While tablet makers were mum when asked how ARM platforms will influence their tablet designs, the use of ARM will no doubt keep things interesting. In a previous conversation at BUILD, Horton noted that with ARM chips, there’s no restriction on form factor beyond the fact that Microsoft is asking hardware OEMs to stick to displays with 16:9 aspect ratio to match the optimal screen size for the new Windows 8 Metro interface.
When asked about Windows 8 tablets using ARM, for example, Senior Designer Junghwan Hong and Principal Designer Sangwon Yoon, the Samsung designers involved in creating the gorgeous, lightweight Series 9 laptop, shied away from specifics, but admitted that the prospect of ARM presents a new design opportunity and challenge.
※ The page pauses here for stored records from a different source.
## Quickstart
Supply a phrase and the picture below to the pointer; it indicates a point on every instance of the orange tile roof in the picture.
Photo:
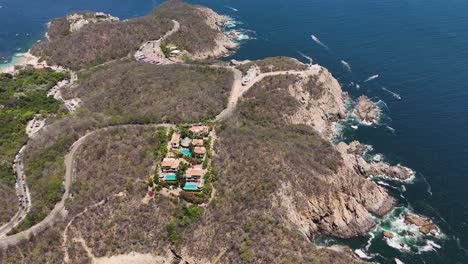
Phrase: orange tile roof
(173, 163)
(167, 162)
(191, 172)
(199, 150)
(197, 142)
(175, 138)
(198, 129)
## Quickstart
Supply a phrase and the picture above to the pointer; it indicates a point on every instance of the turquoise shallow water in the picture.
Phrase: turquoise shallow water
(418, 49)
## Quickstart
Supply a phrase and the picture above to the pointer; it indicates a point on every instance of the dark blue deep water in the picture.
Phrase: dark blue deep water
(418, 48)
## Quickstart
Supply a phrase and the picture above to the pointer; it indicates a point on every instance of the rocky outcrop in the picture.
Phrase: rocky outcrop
(344, 213)
(387, 234)
(321, 99)
(224, 45)
(366, 111)
(78, 20)
(352, 156)
(425, 225)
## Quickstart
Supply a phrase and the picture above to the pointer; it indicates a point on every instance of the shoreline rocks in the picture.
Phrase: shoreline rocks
(366, 111)
(425, 225)
(352, 158)
(387, 234)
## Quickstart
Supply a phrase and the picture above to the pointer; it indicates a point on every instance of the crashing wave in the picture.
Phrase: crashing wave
(373, 77)
(346, 65)
(317, 40)
(232, 8)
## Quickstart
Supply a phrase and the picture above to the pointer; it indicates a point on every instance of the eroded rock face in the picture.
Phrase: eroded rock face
(352, 156)
(321, 98)
(366, 111)
(387, 234)
(224, 45)
(425, 225)
(343, 212)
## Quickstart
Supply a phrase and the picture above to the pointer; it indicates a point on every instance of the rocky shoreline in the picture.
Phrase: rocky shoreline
(366, 111)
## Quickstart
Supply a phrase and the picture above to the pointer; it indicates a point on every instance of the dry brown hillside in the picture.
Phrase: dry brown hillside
(97, 43)
(136, 91)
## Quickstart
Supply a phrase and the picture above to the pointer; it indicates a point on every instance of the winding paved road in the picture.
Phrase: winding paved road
(237, 91)
(59, 207)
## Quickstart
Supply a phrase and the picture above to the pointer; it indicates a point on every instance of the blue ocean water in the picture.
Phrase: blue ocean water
(419, 50)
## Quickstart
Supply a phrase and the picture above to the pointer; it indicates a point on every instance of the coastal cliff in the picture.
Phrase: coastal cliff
(280, 180)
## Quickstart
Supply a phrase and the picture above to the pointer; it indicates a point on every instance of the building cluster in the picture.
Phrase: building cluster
(189, 152)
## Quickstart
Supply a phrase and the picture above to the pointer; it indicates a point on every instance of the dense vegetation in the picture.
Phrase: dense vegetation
(21, 98)
(118, 160)
(274, 64)
(105, 41)
(134, 92)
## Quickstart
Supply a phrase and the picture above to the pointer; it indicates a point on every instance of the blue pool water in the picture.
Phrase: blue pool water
(170, 177)
(186, 152)
(190, 187)
(419, 50)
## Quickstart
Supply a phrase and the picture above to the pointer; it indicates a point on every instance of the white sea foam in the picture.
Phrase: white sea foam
(306, 57)
(369, 242)
(346, 65)
(391, 129)
(373, 77)
(361, 254)
(397, 96)
(430, 246)
(317, 40)
(232, 8)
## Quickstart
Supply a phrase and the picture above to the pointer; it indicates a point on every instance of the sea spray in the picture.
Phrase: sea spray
(373, 77)
(346, 65)
(231, 8)
(397, 96)
(306, 57)
(317, 40)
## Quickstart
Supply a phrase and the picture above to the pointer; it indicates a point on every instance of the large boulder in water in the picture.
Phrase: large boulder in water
(366, 111)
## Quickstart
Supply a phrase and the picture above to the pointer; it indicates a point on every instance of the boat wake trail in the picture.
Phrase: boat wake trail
(232, 8)
(314, 38)
(346, 65)
(373, 77)
(306, 57)
(397, 96)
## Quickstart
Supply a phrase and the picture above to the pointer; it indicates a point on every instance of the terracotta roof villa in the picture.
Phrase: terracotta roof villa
(175, 140)
(194, 174)
(170, 165)
(197, 142)
(199, 151)
(198, 129)
(186, 142)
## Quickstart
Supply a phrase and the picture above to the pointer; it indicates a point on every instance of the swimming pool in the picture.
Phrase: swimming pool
(170, 177)
(186, 152)
(190, 187)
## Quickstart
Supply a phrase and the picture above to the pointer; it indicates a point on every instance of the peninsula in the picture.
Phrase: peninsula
(156, 151)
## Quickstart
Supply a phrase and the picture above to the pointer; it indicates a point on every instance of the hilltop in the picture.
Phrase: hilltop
(276, 180)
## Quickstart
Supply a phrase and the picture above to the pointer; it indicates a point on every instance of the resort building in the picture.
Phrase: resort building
(170, 165)
(199, 152)
(194, 174)
(185, 143)
(175, 140)
(197, 142)
(199, 129)
(253, 72)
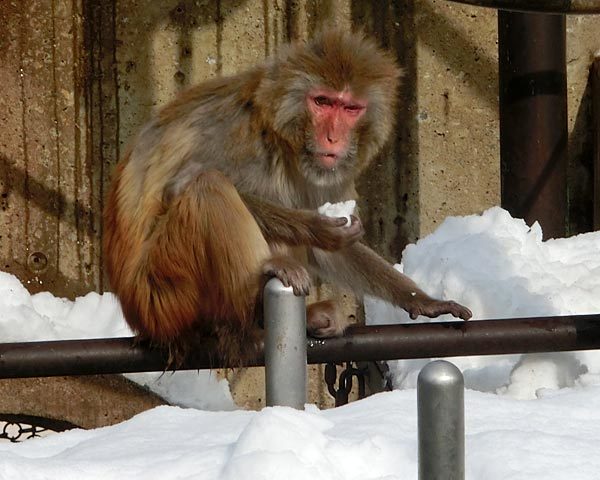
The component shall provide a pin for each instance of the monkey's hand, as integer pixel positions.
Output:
(333, 233)
(291, 273)
(434, 308)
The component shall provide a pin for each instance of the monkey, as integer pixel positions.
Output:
(219, 191)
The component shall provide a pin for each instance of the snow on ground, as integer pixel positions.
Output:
(500, 268)
(530, 416)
“As designers, we are studying ARM,” Yoon says. “ We have a lot of different form factors for ARM devices. ARM has no fans, so for designers, that’s a good feature.” One logistical challenge: ARM tablets will likely carry relatively low prices, which “means we cannot use fancy materials. But they have to look good. That’s a challenge.”
And it’s likely not the only challenge for Windows 8 tablets. Even without any solid teasers at CES, 2012 promises to shape into an interesting year for tablets running Microsoft’s next operating system refresh.